That Outlet isn't Working
Saleh Al Tamami
Somehow everyone knew my name and I was that guy who is handling that service. My phone rings loudly. “Saleh, we’re in the middle of a war room, get in here we need access to your systems!” said the hyper-driven telco executive. “War room?” I asked myself. What seemed as a pool of sharks, dolphins and jelly fish, suddenly had mines and torpedoes?
Frantically I walk into a glass walled room with white boards for walls on one side, filled with diagrams and doctor’s-prescription-like hand writing. With a sweaty puffed face, to say the least, I smile to a room of anxious “solutions architects”, “product owners” and “customer segment experts”.
Of course, my laptop was running low on battery. They needed access to my systems ASAP. As I frantically hook up the charger to the electricity port underneath the board room table, I check to see if my laptop is charging, but lo and behold, it isn’t. They need access to my systems. A sweat drop hits my mouse pad.
“That outlet isn’t working” the product owner says. “see the sticker that says “not working?”. They all laugh. I die a little inside. Change outlets. Power on, let’s go.
New environments are scary at first
This was my first, and largest project, at a major telecom operator in Oman. With relatively little experience in super large scale (bloated), super-fast (slow) super technical (bureaucratic) technology environments, and with little handover from my partner (who just had a baby), I dove in head first, bleeding, from a shark’s first nibble and thirst for flesh.
After the war room, I walked through the floors of what can only be described as a live jungle matrix of screens and bad back postures, and my first impressions were; “this is unnecessarily complicated. I am in the belly of the beast, but this is excitingly intimidating”.

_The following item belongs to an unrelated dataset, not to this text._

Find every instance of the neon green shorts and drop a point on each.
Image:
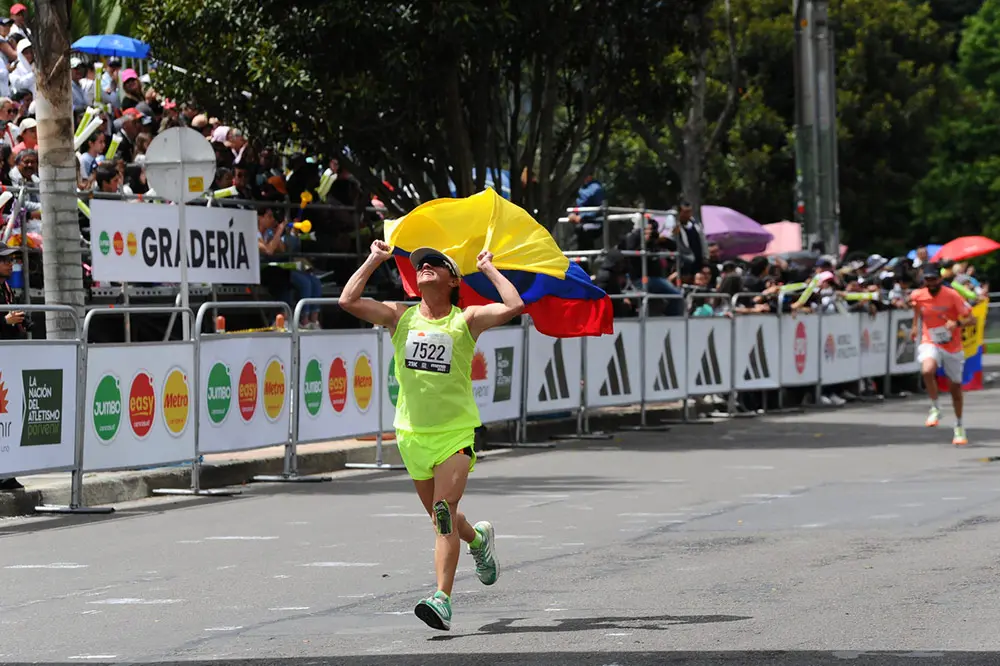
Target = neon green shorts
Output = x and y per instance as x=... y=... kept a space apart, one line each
x=422 y=452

As the days, weeks and months went by, I got to meet, and learnt from, the humans driving this convoluted beast of servers, switches, mobile phones and white boards, and most importantly, the customers they bleed and stay up at night for. Least to say, I empathized and fell in love with it all. A tear drop now splashes on my mouse pad.
I ran Oman’s first and largest telco fintech service, managing between the service provider and their telco operator partner. Least to stay this engagement had lots of successes and hard lessons learnt. Many realizations and “aha!” moments. But my largest key take away was this:
This can be done better and smarter.
This does not only apply to the service I managed (and I am very grateful for the opportunity to be “that guy handling that service”), but it applies more generally. Integrating and creating any service within a telco environment, especially for a fintech application, should be much easier, faster, leaner.
This problem is not one that I came across for the first time, nor was it exclusive to my experience. Almost everyone accepts that this is a challenge, and sadly, many accept that it's a reality. It was almost a reason to justify the industry, and the large costs (and prices) attached to delivering large scale IT solutions and services.
Little did I know, that there was already an industry dedicated to how this exact problem should be looked at.
The whole is greater than the sum of its parts
In the natural world, ecosystems are defined as a biological community of interacting organisms and their physical environment. In technology, an analogy couldn’t be better applied. But are the organisms operating as a community within their environment? Seldom is that true.
Tech solutions are developed in different code bases and languages. And when tech systems need to speak to each other, they need to find a common language, or one dominates the other. The translators in technology are APIs (Application Programming Interfaces).
Most importantly, it is the will and genuine desire, to work and leverage each other’s strengths as organisms, while recognizing each other’s weaknesses, to better operate in a global business environment. Ecosystem building is the true embodiment of leadership, because you empower and give an opportunity, for other leaders within the ecosystem, to lead in their own right.
Today my company TAMNET is not only building an ecosystem - with telecom operator partners mind you - that give technicals and non-technicals the tools and platform for innovators to create (and monetize) their own services and integrations in a fraction of minutes, leveraging telco communication assets. For more context on communication platforms as a service, check out tamnet.io/insights
But TAMNET today is going beyond, by empowering organisms such as telcos, financial institutions and enterprises in the ecosystem, to embed machine learning powered processes and AI to their tool set. By unearthing value from their data, such enterprises can streamline internal processes, or help to better profile their customers for credit risk management purposes.
Oman is doubling down on its quest for seamless digital integrations and ecosystem building, lead by His Majesty Sultan Haitham bin Tariq’s implementation of vision 2040. I would like to think we are playing a small part in it.
I often remember that electricity socket that didn’t work, and the laughter that filled the air. I picked another socket and shared access to my systems. Power on, let’s go.